Wrong.  We have *many* ways to represent them.  We have shell
syntax, understood by fnmatch() and glob().  We have two POSIX
syntaxes.  We have AWK syntax, which though POSIX, isn't quite
identical to either of the others.  Oh, and lex/flex/jflex et all,
which are somewhat different again.  We have HyTime syntax.  We
have Perl.  We have PCRE where the "C" is pretty good but not
perfect.  We have Java regexp syntax, which is subtly different
again.  It simply is not even close to true that we have *A*
standard way to do it.

And this is another reason why trees are better.
Because we can express a regular expression in a way that is
independent of the target linear notation.  (Not independent
of the capabilities of the target _engine_ -- few 'regular
expression' engines support recursion, as misbegotten Perl does --
but independent of the fine details of the _notation_.)

To take just one example, given the pattern a\10b, what character
does the \10 represent?  Is it backspace, or newline?  If we
generate linear notation only when needed to communicate with
some other system, it is no longer *our* problem.

> Why
> wouldn't we want to use that instead of Erlang terms?

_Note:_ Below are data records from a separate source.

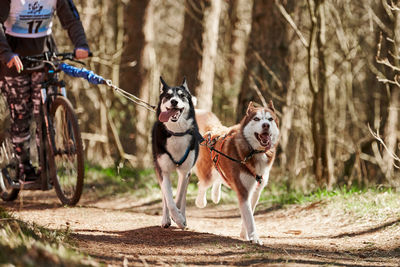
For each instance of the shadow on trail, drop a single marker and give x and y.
(157, 244)
(369, 230)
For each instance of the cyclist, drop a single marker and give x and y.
(25, 30)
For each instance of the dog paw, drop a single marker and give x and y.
(166, 222)
(166, 225)
(243, 234)
(255, 240)
(180, 220)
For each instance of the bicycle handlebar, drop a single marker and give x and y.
(52, 56)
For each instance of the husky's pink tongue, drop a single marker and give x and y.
(265, 140)
(164, 116)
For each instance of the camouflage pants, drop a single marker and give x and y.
(23, 98)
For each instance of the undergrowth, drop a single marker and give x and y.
(143, 183)
(25, 244)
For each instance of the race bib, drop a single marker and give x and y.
(30, 18)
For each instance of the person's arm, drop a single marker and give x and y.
(7, 57)
(70, 21)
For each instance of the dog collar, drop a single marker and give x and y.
(182, 160)
(189, 131)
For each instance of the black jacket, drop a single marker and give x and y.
(10, 45)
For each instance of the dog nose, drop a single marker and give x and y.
(265, 125)
(174, 102)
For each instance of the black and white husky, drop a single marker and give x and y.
(175, 144)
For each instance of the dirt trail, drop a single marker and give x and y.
(121, 229)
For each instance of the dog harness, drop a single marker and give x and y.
(211, 142)
(190, 131)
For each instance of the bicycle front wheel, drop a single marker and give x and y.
(66, 162)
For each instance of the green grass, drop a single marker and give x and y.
(24, 244)
(143, 183)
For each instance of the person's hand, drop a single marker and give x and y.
(81, 53)
(17, 63)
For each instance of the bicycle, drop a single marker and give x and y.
(60, 153)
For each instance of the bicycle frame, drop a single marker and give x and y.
(60, 153)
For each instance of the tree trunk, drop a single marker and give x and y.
(148, 85)
(323, 162)
(191, 45)
(132, 73)
(394, 103)
(240, 23)
(266, 66)
(204, 91)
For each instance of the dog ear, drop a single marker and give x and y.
(164, 85)
(250, 107)
(184, 84)
(271, 106)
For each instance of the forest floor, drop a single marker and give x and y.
(125, 231)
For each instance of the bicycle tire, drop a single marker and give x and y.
(9, 169)
(65, 159)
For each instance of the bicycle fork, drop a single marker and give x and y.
(50, 140)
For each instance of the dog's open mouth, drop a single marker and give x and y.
(173, 113)
(265, 139)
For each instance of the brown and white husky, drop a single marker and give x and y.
(239, 157)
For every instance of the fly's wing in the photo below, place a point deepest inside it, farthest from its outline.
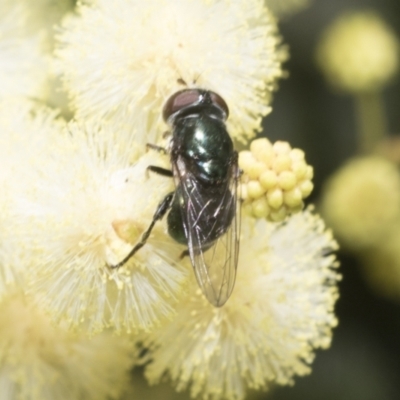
(212, 225)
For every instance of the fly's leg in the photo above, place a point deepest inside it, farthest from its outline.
(160, 171)
(162, 208)
(156, 148)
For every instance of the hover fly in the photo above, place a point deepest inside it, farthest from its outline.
(203, 208)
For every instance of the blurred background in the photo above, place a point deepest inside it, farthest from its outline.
(364, 359)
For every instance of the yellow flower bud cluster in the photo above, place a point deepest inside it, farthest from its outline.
(275, 180)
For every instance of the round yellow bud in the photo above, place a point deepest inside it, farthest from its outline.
(293, 197)
(268, 179)
(276, 179)
(275, 198)
(254, 189)
(358, 52)
(362, 201)
(260, 208)
(287, 180)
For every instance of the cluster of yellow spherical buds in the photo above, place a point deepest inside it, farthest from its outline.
(275, 181)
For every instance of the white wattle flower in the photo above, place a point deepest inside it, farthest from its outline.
(83, 203)
(122, 59)
(281, 309)
(22, 126)
(41, 362)
(23, 66)
(282, 8)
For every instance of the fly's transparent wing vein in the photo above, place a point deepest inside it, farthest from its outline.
(214, 259)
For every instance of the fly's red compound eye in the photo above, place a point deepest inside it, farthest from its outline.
(220, 102)
(180, 100)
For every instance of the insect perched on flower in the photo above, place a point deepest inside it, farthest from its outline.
(202, 209)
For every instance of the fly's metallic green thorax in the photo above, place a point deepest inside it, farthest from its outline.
(205, 169)
(202, 209)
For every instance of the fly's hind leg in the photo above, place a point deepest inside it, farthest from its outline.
(162, 208)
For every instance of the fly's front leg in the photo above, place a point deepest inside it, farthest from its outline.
(156, 148)
(162, 209)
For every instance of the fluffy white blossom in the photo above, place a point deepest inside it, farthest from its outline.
(23, 66)
(280, 310)
(41, 362)
(122, 59)
(84, 201)
(282, 8)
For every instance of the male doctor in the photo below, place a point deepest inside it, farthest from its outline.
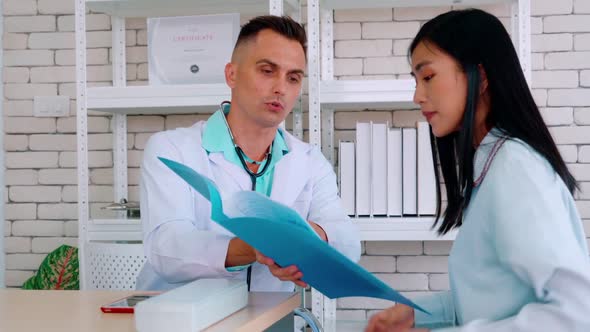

Because there simply is no one "that" for us to use.

> Given a compiler
> that understands this, the following examples will generate exactly
> the same code:
>    identifier() -> {seq,{cset,letters()},{star,{cset,continuers()}}}.
>    identifier() -> "{letters}{continuers}*".
> I know which one I find easier to read and understand.

Me too:  the first one.  Because the second one is a literal string.
It contains the _text_ l,e,t,t,e,r,s, but not in any reasonable sense
the _identifier_ letters.  I can create the first one AT RUN TIME.
When does "{letters}{continuers}*" when and when does
"{le"++"tter"++"s}{c"++"ontinuer"++"s}*" not work?  The second
approach creates such monstrous problems.  The first one eliminates  
them.

It is also simpler to write and test a compiler that deals correctly
with the first than one that deals with the second.

> Regarding your security concerns about cross-scripting, I don't think
> they are 100% relevant in this discussion. Those problems appear when
> one takes a string from the external world and "pastes" it mindlessly
> inside a program that is then executed.

Yup.  Exactly what we are talking about here.

Remember, I'm _also_ talking about receiving a string at run time
and including it in a regular expression which is then included
in something else.  I don't understand why anyone is satisfied
with compile-time-only semi-solutions.

> We are talking here about
> being able to let a string (the erlang source file) be tokenized and
> parsed by several scanners and parsers. There is no part in this
> string that is injected from the outside so that the programmer's
> intentions can be abused.

Oh?  And who said that all Erlang source files were constructed
by hand?
>
>
> All in all, regular expressions are just a particular case of embedded
> language.

Yes.  And as my string/JavaScript/XML/string example points out,
a particularly simple case.

> If there is to be any change to the Erlang syntax, I
> wouldn't want it tailored to a specific language.

And as the same thing points out, a technique that deals with
just ONE level of language embedding doesn't solve the problem
generally enough.

We need one conceptually simple approach that can be used to nest
and dynamically create instances of any number of languages.
Trees are much much better at that job than strings.

> For example, I want
> to be able to embed Erlang code inside Erlang, which would allow
> macros like LFE has and other goodies.

I am familiar with 'cc and xoc and I've seen something similar for
Java, not to mention Template Haskell.   But when I generate C
code from inside C, I use trees and love them.